In the Ingush town of Malgobek, Lydia struggles to support her family on the $15 a day her son sometimes brings home from working on road-paving projects.
As in much of the Muslim world -- from Tunisia to Egypt to Ingushetia -- population expansion puts thousands of young people every year on a job market with few prospects.
In the Caucasus, the solution is to migrate North, or some people here say, "to Russia."
Russia’s work force is aging and shrinking.
Last year, it shrank by almost 1 million workers. Increasingly, Caucasus villages are populated by women, children and retirees.
The men are working up north.
But cultural clashes and the region’s reputation for violence has led some Russian cities to reject migrant workers from the Caucasus. The city councils of Moscow and St. Petersburg are debating codes of conduct in which migrant workers would be asked to only speak Russian in public, and to not wear national dress or perform national dances, like the Lezginka, in public.
Economic development official Paragulgov says the government has to walk a line between cooperating with host cities and coping with critics who say that migrant worker programs encourage cultural destruction.

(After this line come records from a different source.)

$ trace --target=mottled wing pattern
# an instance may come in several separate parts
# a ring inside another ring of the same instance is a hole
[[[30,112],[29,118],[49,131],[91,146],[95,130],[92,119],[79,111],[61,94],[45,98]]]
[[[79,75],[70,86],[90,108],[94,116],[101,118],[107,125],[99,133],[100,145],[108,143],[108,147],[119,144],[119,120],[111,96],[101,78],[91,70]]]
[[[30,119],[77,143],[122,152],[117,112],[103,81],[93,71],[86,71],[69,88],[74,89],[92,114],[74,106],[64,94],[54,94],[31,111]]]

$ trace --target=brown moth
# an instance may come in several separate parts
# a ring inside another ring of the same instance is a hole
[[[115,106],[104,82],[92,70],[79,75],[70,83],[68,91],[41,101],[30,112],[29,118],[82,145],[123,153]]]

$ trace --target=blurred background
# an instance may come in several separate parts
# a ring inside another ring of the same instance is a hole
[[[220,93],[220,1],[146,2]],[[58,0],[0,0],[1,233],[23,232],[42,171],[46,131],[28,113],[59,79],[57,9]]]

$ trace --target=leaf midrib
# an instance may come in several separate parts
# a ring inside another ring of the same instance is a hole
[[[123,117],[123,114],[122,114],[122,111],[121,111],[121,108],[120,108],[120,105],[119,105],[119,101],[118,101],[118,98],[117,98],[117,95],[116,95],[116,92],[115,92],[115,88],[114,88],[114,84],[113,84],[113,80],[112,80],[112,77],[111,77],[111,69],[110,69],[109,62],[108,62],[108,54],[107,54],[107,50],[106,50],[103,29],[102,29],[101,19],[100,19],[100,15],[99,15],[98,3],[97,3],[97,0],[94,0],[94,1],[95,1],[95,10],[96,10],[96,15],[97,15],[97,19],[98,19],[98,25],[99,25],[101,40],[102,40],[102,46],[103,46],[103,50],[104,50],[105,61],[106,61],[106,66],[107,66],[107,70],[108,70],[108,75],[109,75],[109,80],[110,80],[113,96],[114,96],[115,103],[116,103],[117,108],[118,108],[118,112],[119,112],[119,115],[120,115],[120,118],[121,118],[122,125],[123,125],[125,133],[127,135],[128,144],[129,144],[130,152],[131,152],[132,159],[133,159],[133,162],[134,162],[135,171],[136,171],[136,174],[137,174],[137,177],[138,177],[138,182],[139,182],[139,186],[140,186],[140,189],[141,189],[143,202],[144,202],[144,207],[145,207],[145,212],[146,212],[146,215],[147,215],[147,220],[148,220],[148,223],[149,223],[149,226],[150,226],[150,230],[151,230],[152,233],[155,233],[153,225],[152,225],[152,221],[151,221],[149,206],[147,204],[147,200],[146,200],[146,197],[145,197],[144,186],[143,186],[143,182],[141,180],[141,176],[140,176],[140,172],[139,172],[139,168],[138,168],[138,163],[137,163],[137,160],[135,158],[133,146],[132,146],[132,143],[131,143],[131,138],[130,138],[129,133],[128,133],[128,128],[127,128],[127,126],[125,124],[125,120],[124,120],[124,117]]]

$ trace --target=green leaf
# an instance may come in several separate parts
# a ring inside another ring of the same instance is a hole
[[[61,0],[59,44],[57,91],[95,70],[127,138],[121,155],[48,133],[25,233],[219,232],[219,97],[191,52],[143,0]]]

He says the brand of the Caucasus is not very positive right now.
This alienation of Russians from the Caucasus is becoming a political issue. Russian nationalists increasingly say the country should retreat into a mono-ethnic state of its own.
They say that Russia pays almost 90 percent of the budgets for the Green Republics, while very few Russians still live in them.
A leader of the Slavic Union nationalist group, Dmitry Dyomushin, said in an interview in Moscow that he wants to say goodbye to the Caucasus.
He says, "I want a total separation of the Causasus from Russia - the Chechen, Ingush andDagestan republics."
For geostrategic reasons, the Kremlin clings to the Caucasus.
Stretching for 1,000 kilometers, the Caucasus range has 10 peaks higher than the highest peaks of the Alps. For two centuries, these mountains have served as a natural barrier between Russia and its southern rivals, Turkey and Persia.
Russian loss of control of the northern slopes of this mountain barrier, this theory goes, would open the flat plains of Russia’s Slavic Christian heartland to a Muslim thrust north.
Russian poet Alexander Pushkin captured his nation’s wariness of the Caucasus when he wrote, "Cossack! Do not sleep! In the gloomy dark, the Chechen roams beyond the river."
While the line was written 200 years ago, the sentiment fits modern Moscow.